Türklerin bir kısmı eski dinleri olan Şaman dinini bırakıp Müslümanlık’tan başka dinlere intisab etmişlerdir. Ancak bir asır geçmeden görülmüştür ki; Türklerin millî bünyesine uymayan bu dinler onların askerlik meziyetlerini, cihangirlik vasıflarını kaybettirmiştir. Türk cemiyetlerinde buhranlar doğurmakla, mânevî kıymetleri değiştirmekle kalmamış, Türk Devleti’nin siyasî bünyesini tahprib etmiş, felce uğratmıştır. Hâlbuki Karahanlılardan Satuk Buğra Han’ın İslâmiyeti kabulü ve Karahanlı Devleti’nin resmî dinini de “İSLÂM DİNİ” olarak ilânını müteakip İslâmiyet Türkler arasında da yıldırım hızıyla yayılacak on birinci asrın başlarında Anadolu’yu fetheden, Türk Devleti’ni kuran Oğuz Türkleri de tamamen Müslüman olacaklardır. Anadolu kapılarına dayanan Oğuzlar, millî mefkûrelerine bağlı oldukları kadar İslâm Mefkûresi’ni de benimsemiş, İslâm potasında erimiş Türklerdir. Kısacası Türklerin Müslüman camiaya dâhil olmasıyla zaaf alâmetleri gösteren İslâm Âlemi, genç, dinç, yukarıda meziyetlerim açıkladığımız bir temsilciye sahip olmakla çok şey kazanacak ve beş çeyrek asır geçmeden Türklüğü İslâm Dünyası’nın efendisi, İslâmiyeti ise, dünyanın hâkimi kılacaktır. Böylece İslâm ideolojisi tekrar ilk zamanlardaki ruh ve hamlesini kazanarak dört asırlık bir süreden sonra yıkılmaya yüz tutan bir medeniyet, bir âlem, asırlar boyunca yaşayacak, ilerliyecek ve hayatiyet kazanacaktır. Bundan sonraki İslâm Medeniyeti yeni bir safhaya girecek, İSLÂM TARİHİ Selçukluların ve Osmanlıların bir eseri olarak zamanımıza kadar devam eden istikâmeti alacaktır. Oğuz Türklerinin, Selçuklu sultanları idaresinde kurdukları bu büyük imparatorluk, İslâm Âlemi’ni siyasî ve içtimaî anarşiden kurtarmakla kalmayacak en büyük İslâm düşmanı Bizanslıları da ezerek İslâm idealini gerçekleştirecektir. Bundan başka onlar, İslâmiyeti kemiren hastalıkların yalnız silâh kuvvetiyle tedavî olunamayacağını pekiyi kavradıklarından İslâm Medeniyetini ilmî ve medenî müesseseleriyle Sünnîlik esaslarına uygun olarak yeniden kurdular. Cami, medrese ve zaviyelerin kurulması ve kökleşmesini sağladılar. Zira inanıyorlardı ki kılıç kullanan askerî kuvvetlerin yanında ilim ve tasavvuf erbabından müteşekkil irfan ordusunun da müşterek gaye etrafında toplanması şarttır. Bu suretle İslâm Âlemi’nde asırlarca kurulamayan maddî ve manevî huzur temin edilmiş oldu.
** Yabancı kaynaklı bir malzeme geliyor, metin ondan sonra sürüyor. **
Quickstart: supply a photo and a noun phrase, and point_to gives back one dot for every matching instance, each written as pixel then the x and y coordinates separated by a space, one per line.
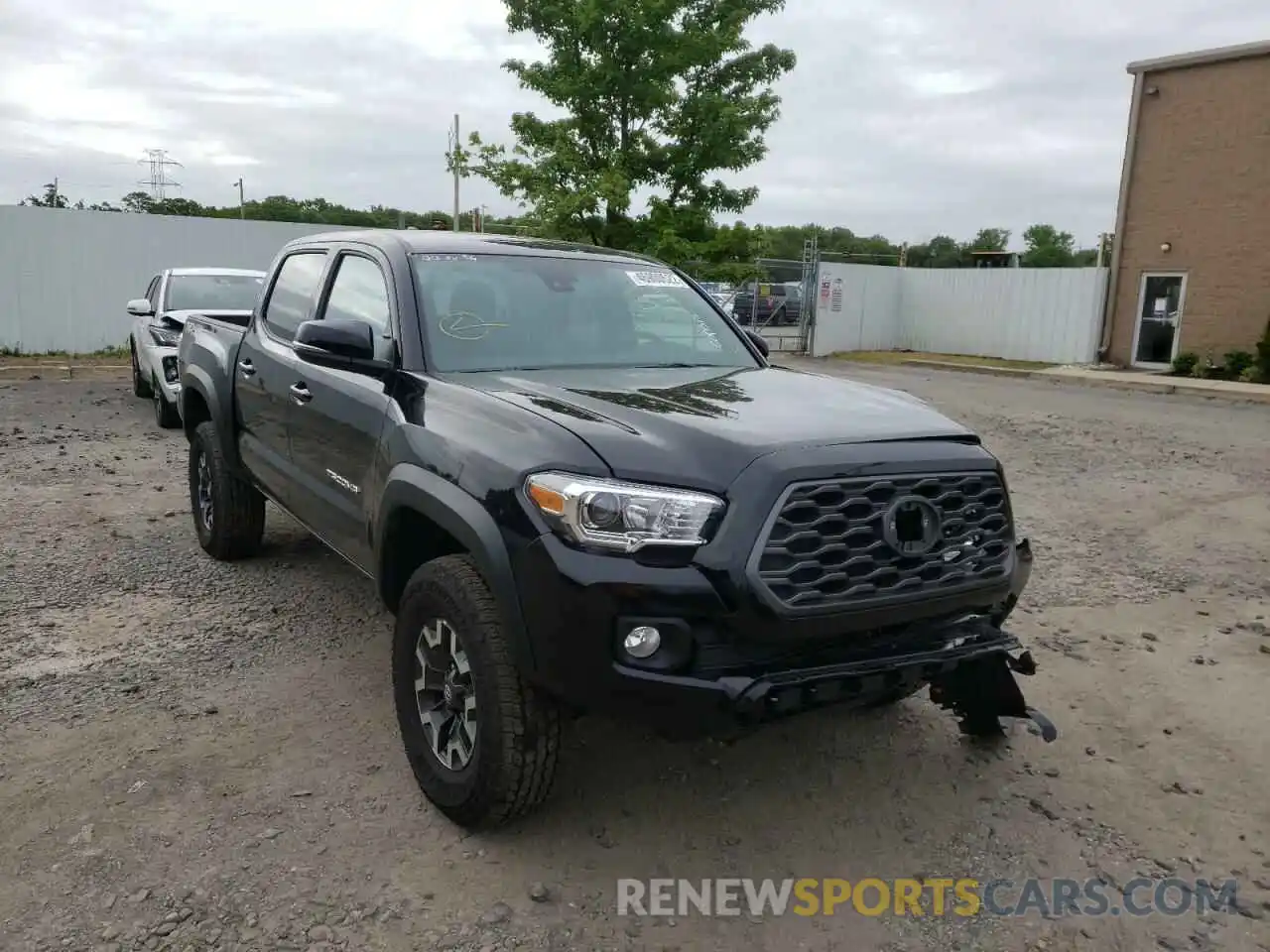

Selçuklular İslâm Âlemi’ni idareleri altına almadan önce İslâm Dünyası’nın umûmî durumuna kısaca göz gezdirelim: bu tarihlerde Sünnî İslâm Dünyası büyük bir kriz içinde idi. Kahire’deki Şiî Fatımî Halifesinin taraftarları İslâm Dünyası’nı kaplamıştı. Selçuklulara gelinceye kadar batı hattâ orta İran ve Irak Şiî bir İranlı hanedan olan BÜVEYHÎ’lerin elinde idi. Fatimî propagandası o derece kesifleşmişti ki, Abbasîlerin büsbütün ortadan kaldırılacağından korkuluyordu.
Aynı asırda Bağdat’ta şarktan gelecek Fâtih Türklerin İslâmiyeti kurtaracağına ve burada hüküm süren Şiî Büveyhoğulları’nm hâkimiyetine son vereceğine dair bir inanış yerleşmişti.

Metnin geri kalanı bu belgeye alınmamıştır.